Et si, derrière chaque syllabe, se cachaient des silences, des fautes, des fuites ?
Aujourd’hui, je vous parle d’un livre aussi intime que vertigineux : Patronyme, de Vanessa Springora.
Après le choc de Consentement, elle revient avec une œuvre tout aussi puissante, mais plus souterraine,
plus silencieuse – une enquête sur l’identité, la mémoire, et les fantômes que l’on porte en soi sans le savoir.
Alors qu'elle est attendue sur le plateau de La Grande Librairie pour parler de son livre qui vient de sortir , Le Consentement (chroniqué d'ailleurs sur ce blog), Vanessa Springora apprend le décès brutal de son père, avec qui elle n'avait plus de contact depuis neuf ans. Celui-ci vivait chez sa mère, la grand-mère de Vanessa, avec une petite retraite dans un appartement de 35m2. Marié trois fois, Patrick Springora avait tout raté : sa vie de père, de mari, sa carrière.
Un père étrange, fuyant, instable, mythomane et peu aimant.
Ce deuil réveille une curiosité ancienne, mêlée de colère et de tendresse chez Vanessa : qui était-il vraiment ? Que lui a-t-il transmis, au-delà de l’absence ?
En vidant son appartement devenu un capharnaüm, Vanessa va mettre la main sur des photos qui représente son grand-père paternel, Josef Springora, portant un vêtement d'escrimeur, mais sur lequel on peut voir un insigne nazi. Cette révélation va bouleverser l'image que Vanessa a de sa famille et va l'amener à enquêter sur ses origines. D'entrée de jeu, elle comprend en retrouvant des lettres que son nom "Springora" est une invention de son grand-père. "Springora", n’est qu’un pseudonyme. Une dissimulation.

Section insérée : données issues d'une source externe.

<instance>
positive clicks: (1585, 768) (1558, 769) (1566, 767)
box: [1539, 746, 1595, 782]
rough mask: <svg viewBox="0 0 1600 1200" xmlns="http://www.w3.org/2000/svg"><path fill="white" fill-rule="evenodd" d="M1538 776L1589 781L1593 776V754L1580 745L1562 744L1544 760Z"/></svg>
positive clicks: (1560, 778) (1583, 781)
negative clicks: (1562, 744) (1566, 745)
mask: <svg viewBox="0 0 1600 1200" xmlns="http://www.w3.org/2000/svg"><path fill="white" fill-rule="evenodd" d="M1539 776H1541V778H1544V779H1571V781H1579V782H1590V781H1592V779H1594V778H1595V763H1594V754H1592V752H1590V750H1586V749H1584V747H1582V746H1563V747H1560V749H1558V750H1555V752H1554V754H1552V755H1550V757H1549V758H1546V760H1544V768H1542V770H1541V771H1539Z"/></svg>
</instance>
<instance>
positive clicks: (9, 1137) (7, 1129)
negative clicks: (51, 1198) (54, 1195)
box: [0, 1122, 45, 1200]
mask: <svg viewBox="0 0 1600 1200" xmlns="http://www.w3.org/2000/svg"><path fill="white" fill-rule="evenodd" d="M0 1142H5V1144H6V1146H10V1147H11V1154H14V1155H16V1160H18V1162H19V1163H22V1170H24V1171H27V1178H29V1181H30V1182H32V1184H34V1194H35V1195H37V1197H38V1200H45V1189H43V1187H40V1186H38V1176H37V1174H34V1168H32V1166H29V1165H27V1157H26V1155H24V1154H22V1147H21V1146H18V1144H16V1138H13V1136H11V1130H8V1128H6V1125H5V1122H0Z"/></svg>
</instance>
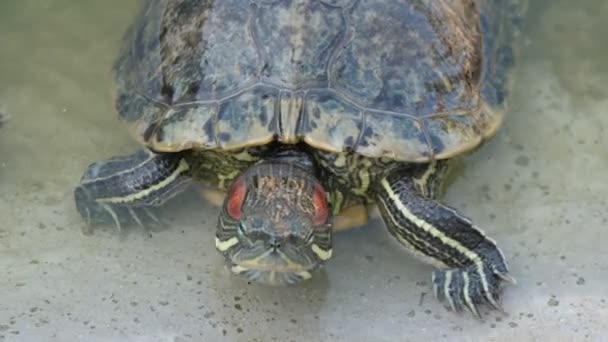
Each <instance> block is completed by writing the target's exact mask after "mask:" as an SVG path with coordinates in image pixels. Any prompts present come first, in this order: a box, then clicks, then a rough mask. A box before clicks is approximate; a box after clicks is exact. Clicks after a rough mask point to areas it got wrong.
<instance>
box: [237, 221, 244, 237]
mask: <svg viewBox="0 0 608 342" xmlns="http://www.w3.org/2000/svg"><path fill="white" fill-rule="evenodd" d="M236 233H237V234H238V235H240V236H242V237H244V236H245V224H244V223H243V222H239V224H238V225H237V227H236Z"/></svg>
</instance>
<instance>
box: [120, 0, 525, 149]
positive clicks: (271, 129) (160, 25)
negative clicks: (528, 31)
mask: <svg viewBox="0 0 608 342" xmlns="http://www.w3.org/2000/svg"><path fill="white" fill-rule="evenodd" d="M523 7H524V6H523V0H479V1H475V0H429V1H421V0H360V1H357V0H323V1H322V0H274V1H271V0H258V1H249V0H196V1H195V0H164V1H162V0H149V1H146V2H145V3H144V4H143V6H142V9H141V11H140V13H139V15H138V17H137V19H136V20H135V22H134V24H133V25H132V27H131V28H130V30H129V32H128V34H127V36H126V39H125V45H124V47H123V49H122V51H121V54H120V55H119V58H118V59H117V62H116V65H115V70H116V78H117V84H118V98H117V109H118V111H119V115H120V117H121V118H122V119H123V120H124V121H125V122H126V123H128V125H129V127H130V128H131V131H132V133H133V134H134V136H135V137H136V138H137V139H138V141H140V142H141V143H142V144H144V145H146V146H148V147H150V148H152V149H154V150H156V151H166V152H173V151H180V150H184V149H224V150H232V149H239V148H243V147H247V146H257V145H263V144H267V143H270V142H272V141H279V142H282V143H287V144H293V143H298V142H305V143H307V144H309V145H310V146H312V147H314V148H319V149H322V150H325V151H330V152H342V151H351V152H355V153H359V154H361V155H365V156H368V157H389V158H394V159H396V160H402V161H429V160H432V159H441V158H447V157H451V156H454V155H457V154H459V153H462V152H465V151H468V150H471V149H473V148H475V147H476V146H478V145H480V143H482V142H483V141H484V140H485V139H487V138H489V137H491V136H492V135H494V133H495V132H496V130H497V128H498V127H499V126H500V124H501V122H502V118H503V115H504V112H505V105H506V94H507V83H508V82H507V79H508V77H507V76H508V73H509V71H510V66H511V65H512V59H513V58H512V56H513V49H512V41H513V36H514V33H515V32H516V28H517V26H518V25H519V20H520V16H521V12H522V11H521V10H522V9H523Z"/></svg>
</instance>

Une invention pour échapper à son passé.
Vanessa Springora va alors se lancer dans une quête identitaire et remonter le fil de son histoire familial pour tenter de comprendre qui était vraiment ce grand-père, retrouver un pan de sa famille perdue, des origines de ce nom "Springer" devenu Springora, mais aussi mieux comprendre les traumatismes qui ont pu se transmettre inter-générationellement jusqu'à expliquer, peut-être, le comportement de son père à elle.
Le cœur du livre : une quête identitaire
Patronyme devient alors le récit d’une enquête : non pas policière, mais existentielle. Vanessa Springora remonte le fil d’une généalogie brisée, cabossée, pleine de trous qui va l'emmener jusqu'en République Tchèque à la rencontre de sa famille d'origine sudète (les Allemands de Tchéquie), en Allemagne à travers l'histoire de son grand-père escrimeur, policier, militaire dans la Werhmacht, La fuite de celui-ci pour échapper à la guerre, où à ce qu'il a dut faire ? Échapper à la police tchèque qui va traquer ses Nazis à travers l'Europe ? Un grand-père qui va trouver en Huguette, la grand-mère de Vanessa, une femme qui va le cacher par amour, qui va l'aimer, qui va elle aussi se défaire de sa famille pour lui. Et puis, en slalomant à la faveur de la libération, ce grand-père va leurrer les uns et les autres, jusqu'à parvenir à changer de nom et gommer à sa façon son histoire honteuse.
Une histoire familiale à la façon d'un puzzle qu'il faut reconstituer.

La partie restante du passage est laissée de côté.